Today, the Texas Comptroller released a much-anticipated report examining Texas’ public pension systems. The report, Your Money and Pension Obligations, offers a comprehensive look at the composition, cost, operations, and financial health of Texas’ state and local government retirement systems and gives policymakers a few good government reforms to take into the next legislative session (more on those later).
The report offers a lot of good detail, data and visuals-definitely recommended reading for those wanting a complete look at Texas’ state and local government retirement systems. But for those just wanting a quick synopsis, here it is: Texas’ public pension systems are, for the moment, in relatively good standing; but these are extraordinary times and we must remain vigilant to ensure these systems’ sustainability, a must for both taxpayers and beneficiaries.
The price of not being watchful is evident in the report, as numerous instances are cited where public pension systems have either gone into bankruptcy or are on the verge of doing so, putting taxpayers in those regions in grave danger.
To keep Texas taxpayers from experiencing a scenario like this, four recommendations are put forward in the report:
- Beef up the Pension Review Board’s (PRB) oversight and authority of Texas’ public pension systems.
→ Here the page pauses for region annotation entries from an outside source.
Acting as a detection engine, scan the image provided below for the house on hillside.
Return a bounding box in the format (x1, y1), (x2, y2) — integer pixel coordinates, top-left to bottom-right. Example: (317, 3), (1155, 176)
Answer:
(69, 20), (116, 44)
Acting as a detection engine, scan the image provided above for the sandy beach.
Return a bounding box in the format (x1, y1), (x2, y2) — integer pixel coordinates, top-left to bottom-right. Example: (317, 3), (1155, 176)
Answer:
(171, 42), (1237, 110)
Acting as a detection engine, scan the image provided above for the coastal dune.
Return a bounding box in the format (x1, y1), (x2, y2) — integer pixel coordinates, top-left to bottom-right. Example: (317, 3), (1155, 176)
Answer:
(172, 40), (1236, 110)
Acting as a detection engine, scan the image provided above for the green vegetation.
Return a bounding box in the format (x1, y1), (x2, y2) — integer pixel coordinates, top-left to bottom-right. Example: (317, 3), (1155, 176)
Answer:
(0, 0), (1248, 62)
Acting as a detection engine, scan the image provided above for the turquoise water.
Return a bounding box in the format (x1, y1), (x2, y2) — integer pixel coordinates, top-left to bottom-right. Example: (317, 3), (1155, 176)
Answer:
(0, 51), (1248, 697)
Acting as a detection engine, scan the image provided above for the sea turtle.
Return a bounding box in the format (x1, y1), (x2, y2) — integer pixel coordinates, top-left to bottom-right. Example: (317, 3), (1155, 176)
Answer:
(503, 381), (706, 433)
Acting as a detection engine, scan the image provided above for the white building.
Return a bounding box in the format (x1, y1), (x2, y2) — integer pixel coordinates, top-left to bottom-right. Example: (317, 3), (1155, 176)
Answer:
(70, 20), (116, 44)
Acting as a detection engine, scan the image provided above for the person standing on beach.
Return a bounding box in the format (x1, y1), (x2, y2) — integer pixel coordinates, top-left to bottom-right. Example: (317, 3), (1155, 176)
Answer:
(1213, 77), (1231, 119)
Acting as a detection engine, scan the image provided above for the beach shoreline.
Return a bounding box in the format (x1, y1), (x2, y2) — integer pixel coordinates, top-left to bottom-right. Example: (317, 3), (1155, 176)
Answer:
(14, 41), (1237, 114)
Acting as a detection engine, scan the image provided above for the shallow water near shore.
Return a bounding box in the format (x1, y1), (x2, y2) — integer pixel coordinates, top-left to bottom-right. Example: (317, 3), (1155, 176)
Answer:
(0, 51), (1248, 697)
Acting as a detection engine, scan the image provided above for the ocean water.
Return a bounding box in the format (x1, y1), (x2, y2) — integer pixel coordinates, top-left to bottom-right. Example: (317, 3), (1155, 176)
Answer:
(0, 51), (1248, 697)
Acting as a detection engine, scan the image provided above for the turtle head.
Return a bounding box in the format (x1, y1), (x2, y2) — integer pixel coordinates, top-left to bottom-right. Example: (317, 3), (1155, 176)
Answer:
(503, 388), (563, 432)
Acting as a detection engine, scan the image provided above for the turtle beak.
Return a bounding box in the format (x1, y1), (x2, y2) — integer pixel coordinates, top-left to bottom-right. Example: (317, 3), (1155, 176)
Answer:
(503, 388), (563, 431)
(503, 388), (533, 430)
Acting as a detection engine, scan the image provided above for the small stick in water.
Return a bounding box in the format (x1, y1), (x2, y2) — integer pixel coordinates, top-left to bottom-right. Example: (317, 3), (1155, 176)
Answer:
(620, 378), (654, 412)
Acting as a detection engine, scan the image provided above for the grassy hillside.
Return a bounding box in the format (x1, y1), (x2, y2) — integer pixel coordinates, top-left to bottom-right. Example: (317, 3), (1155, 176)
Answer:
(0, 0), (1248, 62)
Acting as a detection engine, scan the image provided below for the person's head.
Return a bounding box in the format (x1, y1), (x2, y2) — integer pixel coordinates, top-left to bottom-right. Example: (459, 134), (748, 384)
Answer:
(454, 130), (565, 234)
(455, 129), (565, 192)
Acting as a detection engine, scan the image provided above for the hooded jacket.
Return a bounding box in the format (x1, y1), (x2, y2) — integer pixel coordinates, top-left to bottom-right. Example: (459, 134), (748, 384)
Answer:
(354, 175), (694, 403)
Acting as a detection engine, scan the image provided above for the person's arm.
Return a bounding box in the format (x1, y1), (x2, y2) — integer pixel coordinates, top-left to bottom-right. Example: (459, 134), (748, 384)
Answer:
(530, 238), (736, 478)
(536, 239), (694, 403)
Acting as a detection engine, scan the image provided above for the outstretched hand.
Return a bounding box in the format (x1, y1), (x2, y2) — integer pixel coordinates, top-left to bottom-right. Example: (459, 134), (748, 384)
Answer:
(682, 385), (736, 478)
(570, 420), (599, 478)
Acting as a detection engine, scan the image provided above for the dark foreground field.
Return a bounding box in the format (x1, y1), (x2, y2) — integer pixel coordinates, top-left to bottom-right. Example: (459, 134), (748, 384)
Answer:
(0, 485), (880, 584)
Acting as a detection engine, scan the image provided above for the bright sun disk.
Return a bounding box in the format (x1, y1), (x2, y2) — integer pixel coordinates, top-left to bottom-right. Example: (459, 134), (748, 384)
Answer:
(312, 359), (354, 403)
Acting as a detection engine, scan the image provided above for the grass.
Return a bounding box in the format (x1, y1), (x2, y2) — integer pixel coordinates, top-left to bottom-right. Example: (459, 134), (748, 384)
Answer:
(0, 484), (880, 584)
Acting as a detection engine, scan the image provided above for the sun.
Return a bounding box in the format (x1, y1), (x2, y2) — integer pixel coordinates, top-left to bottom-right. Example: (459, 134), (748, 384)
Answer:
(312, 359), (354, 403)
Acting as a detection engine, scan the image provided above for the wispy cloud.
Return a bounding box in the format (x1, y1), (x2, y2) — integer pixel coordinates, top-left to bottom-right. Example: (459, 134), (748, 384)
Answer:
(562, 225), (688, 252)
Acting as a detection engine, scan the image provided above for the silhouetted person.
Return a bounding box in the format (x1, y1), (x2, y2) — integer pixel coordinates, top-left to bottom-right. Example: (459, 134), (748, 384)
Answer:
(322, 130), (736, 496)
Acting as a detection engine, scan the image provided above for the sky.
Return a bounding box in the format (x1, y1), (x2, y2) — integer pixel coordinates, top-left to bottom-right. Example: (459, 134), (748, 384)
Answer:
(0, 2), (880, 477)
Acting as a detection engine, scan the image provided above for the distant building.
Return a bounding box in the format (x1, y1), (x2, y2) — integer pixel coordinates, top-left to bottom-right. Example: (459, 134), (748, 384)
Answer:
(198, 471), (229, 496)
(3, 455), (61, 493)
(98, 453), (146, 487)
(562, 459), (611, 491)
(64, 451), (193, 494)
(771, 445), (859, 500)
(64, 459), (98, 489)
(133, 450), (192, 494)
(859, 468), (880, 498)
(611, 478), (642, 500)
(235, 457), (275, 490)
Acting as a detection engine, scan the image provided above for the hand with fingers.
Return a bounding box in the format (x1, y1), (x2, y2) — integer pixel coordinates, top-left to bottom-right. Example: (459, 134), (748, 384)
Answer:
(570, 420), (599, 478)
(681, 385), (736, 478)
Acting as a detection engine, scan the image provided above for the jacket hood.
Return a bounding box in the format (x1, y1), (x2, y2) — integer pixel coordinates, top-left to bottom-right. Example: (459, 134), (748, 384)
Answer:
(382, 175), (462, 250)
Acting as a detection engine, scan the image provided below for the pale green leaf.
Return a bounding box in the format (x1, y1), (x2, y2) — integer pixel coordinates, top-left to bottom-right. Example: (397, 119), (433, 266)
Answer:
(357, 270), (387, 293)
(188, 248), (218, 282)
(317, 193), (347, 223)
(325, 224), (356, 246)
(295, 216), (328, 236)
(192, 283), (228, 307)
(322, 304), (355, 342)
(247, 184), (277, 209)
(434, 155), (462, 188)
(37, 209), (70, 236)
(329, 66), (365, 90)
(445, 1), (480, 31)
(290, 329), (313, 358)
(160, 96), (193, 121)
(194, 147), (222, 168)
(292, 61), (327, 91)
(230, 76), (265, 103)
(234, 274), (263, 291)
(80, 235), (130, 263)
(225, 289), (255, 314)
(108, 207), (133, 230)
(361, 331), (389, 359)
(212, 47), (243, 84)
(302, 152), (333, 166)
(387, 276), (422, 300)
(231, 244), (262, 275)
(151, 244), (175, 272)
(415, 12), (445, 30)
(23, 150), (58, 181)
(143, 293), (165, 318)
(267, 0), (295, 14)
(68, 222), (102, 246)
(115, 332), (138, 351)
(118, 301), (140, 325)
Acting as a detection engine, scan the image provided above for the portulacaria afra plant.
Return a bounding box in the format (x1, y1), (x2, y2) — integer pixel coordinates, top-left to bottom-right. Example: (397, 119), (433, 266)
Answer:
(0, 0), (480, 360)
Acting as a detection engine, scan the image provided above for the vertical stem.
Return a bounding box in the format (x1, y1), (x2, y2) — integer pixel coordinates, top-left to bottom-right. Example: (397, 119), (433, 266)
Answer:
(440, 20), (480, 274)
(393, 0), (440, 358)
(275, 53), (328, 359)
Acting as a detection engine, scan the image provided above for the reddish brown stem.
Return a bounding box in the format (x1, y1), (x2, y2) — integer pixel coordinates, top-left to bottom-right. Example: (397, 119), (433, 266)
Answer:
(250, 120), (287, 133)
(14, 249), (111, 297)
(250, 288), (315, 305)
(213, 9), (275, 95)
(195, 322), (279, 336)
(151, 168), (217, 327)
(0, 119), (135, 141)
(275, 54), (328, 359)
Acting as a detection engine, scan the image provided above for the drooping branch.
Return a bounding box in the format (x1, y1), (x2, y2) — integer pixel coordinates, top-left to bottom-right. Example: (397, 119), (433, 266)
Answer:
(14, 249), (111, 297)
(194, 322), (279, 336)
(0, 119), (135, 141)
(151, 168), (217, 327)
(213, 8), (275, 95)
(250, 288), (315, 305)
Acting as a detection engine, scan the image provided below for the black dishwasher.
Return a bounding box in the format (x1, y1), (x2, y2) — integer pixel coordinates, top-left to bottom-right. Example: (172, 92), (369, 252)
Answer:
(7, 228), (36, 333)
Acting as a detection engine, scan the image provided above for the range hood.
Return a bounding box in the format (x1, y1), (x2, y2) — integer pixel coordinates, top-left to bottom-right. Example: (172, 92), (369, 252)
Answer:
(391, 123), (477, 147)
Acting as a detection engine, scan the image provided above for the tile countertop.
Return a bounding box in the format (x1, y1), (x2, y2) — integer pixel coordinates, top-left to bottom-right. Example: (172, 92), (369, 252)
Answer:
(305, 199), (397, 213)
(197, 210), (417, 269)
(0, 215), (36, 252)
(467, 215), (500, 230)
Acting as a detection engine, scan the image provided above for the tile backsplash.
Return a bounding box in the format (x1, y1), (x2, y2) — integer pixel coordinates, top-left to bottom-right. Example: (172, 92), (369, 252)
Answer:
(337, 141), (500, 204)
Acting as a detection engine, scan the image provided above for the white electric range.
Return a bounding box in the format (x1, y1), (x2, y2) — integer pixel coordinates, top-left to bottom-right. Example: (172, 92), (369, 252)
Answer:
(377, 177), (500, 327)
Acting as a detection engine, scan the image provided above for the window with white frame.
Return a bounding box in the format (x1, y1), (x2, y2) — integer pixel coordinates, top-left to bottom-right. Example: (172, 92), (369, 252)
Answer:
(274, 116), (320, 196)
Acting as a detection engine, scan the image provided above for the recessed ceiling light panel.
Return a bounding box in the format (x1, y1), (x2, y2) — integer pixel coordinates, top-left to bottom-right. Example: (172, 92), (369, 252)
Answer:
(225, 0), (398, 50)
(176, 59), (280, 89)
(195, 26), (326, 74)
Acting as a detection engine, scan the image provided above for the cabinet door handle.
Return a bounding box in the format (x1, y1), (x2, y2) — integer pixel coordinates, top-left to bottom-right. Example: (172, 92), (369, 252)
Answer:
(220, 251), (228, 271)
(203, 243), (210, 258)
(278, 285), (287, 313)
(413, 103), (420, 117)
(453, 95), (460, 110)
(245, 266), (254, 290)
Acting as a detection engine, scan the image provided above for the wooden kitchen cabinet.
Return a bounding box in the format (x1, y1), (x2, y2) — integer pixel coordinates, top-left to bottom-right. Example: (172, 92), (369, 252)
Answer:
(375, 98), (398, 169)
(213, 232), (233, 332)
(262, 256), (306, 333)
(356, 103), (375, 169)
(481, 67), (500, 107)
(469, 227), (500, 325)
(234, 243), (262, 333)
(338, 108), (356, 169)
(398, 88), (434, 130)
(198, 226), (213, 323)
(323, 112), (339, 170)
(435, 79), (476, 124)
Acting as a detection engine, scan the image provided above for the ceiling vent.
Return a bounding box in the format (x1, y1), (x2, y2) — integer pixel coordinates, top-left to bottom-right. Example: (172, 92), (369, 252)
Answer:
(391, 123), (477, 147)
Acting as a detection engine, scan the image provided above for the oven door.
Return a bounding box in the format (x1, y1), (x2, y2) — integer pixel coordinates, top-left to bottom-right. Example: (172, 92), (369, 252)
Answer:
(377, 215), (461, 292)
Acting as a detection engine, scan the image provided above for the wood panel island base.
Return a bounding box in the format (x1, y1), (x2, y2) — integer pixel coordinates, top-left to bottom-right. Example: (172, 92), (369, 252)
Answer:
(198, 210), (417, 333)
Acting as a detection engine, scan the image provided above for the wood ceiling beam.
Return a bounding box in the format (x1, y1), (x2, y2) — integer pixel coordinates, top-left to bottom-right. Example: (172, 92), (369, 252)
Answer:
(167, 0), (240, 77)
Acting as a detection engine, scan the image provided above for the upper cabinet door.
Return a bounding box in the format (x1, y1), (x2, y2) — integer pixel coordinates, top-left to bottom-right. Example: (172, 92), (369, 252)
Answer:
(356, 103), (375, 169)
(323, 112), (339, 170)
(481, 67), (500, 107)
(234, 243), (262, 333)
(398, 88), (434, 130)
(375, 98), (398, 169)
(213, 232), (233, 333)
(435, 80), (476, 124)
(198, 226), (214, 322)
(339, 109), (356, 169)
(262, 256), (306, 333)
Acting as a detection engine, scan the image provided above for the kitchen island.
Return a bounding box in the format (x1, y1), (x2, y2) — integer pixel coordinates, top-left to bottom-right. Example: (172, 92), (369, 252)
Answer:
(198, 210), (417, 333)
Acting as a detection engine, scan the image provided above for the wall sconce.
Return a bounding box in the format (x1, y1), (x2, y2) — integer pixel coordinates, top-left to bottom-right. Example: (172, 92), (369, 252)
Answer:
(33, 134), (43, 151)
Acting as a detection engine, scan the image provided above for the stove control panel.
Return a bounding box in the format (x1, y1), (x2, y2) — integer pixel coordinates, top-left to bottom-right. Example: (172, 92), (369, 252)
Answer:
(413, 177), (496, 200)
Currently, they are somewhat of a toothless organization.
- Encourage the PRB “to adopt model ethical standards and conflict of interest disclosure requirements for public pension boards.”
- Require all public pension plans to post basic information online, like contact information and basic financial data.
- Keep the legislature involved by continuing to study the financial health and well-being of Texas’ public pension systems and making recommendations on how to keep them strong.